Pre-Clovis occupation 14,550 years ago at the Page-Ladson site, Florida, and the peopling of the Americas

Bibliographic Collection: 
APE
Publication Type: Journal Article
Authors: Halligan, J; Waters, M; Perrotti, A; Owens, I; Feinberg, J; Bourne, M; Fenerty, B; Winsborough, B; Carlson, D; Fisher, D; Stafford, T.W.; Dunbar, J
Year of Publication: 2016
Journal: Science Advances
Volume: 2
Issue: 5
Date Published: 05/2016
Publication Language: eng
Abstract:

Stone tools and mastodon bones occur in an undisturbed geological context at the Page-Ladson site, Florida. Seventy-one radiocarbon ages show that ~14,550 calendar years ago (cal yr B.P.), people butchered or scavenged a mastodon next to a pond in a bedrock sinkhole within the Aucilla River.
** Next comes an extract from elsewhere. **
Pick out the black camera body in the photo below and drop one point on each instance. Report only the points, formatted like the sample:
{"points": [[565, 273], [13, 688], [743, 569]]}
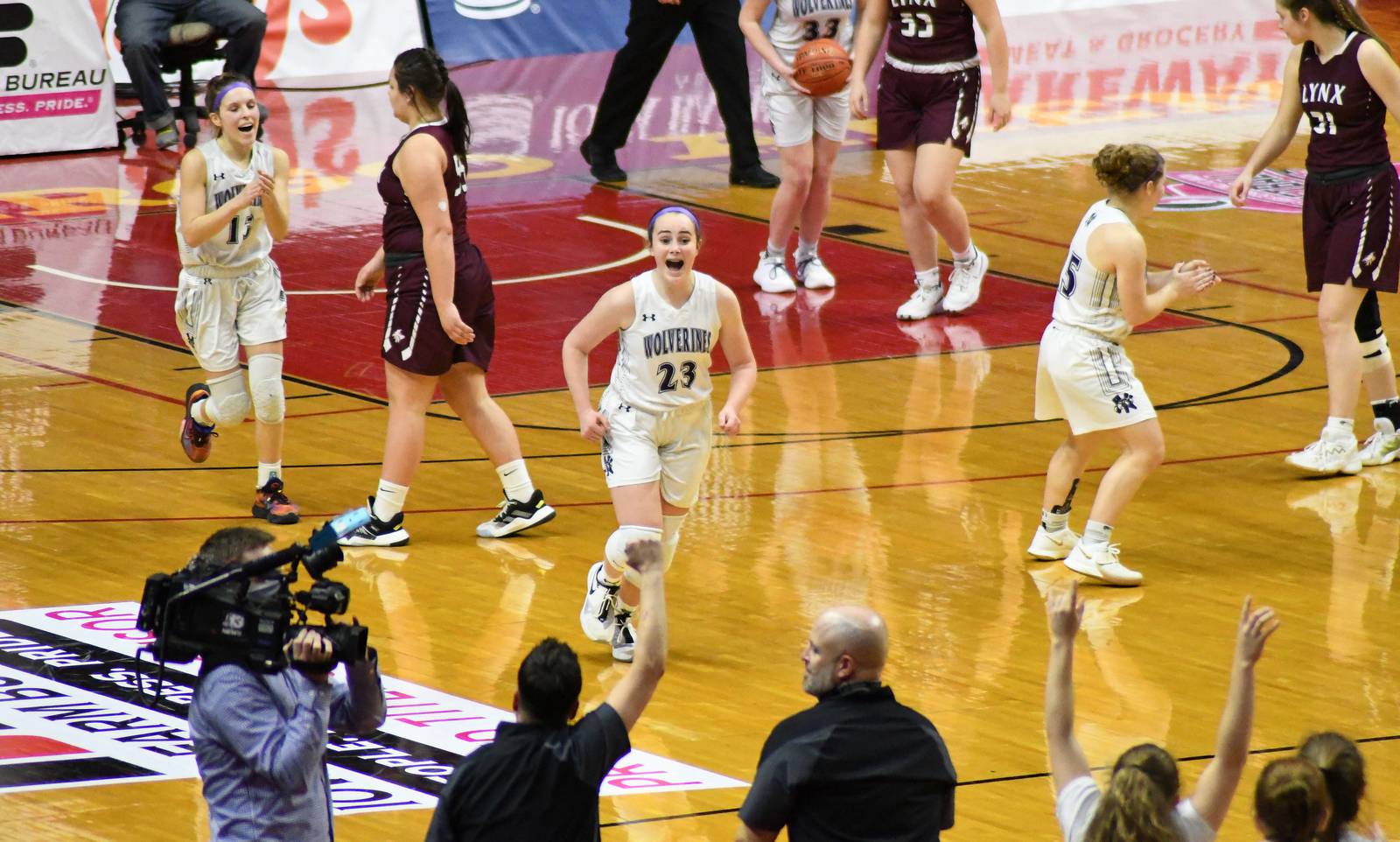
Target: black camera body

This occupation surface was buried by ~4 m of sediment during the late Pleistocene marine transgression, which also left the site submerged.Sporormiella and other proxy evidence from the sediments indicate that hunter-gatherers along the Gulf Coastal Plain coexisted with and utilized megafauna for ~2000 years before these animals became extinct at ~12,600 cal yr B.P. Page-Ladson expands our understanding of the earliest colonizers of the Americas and human-megafauna interaction before extinction.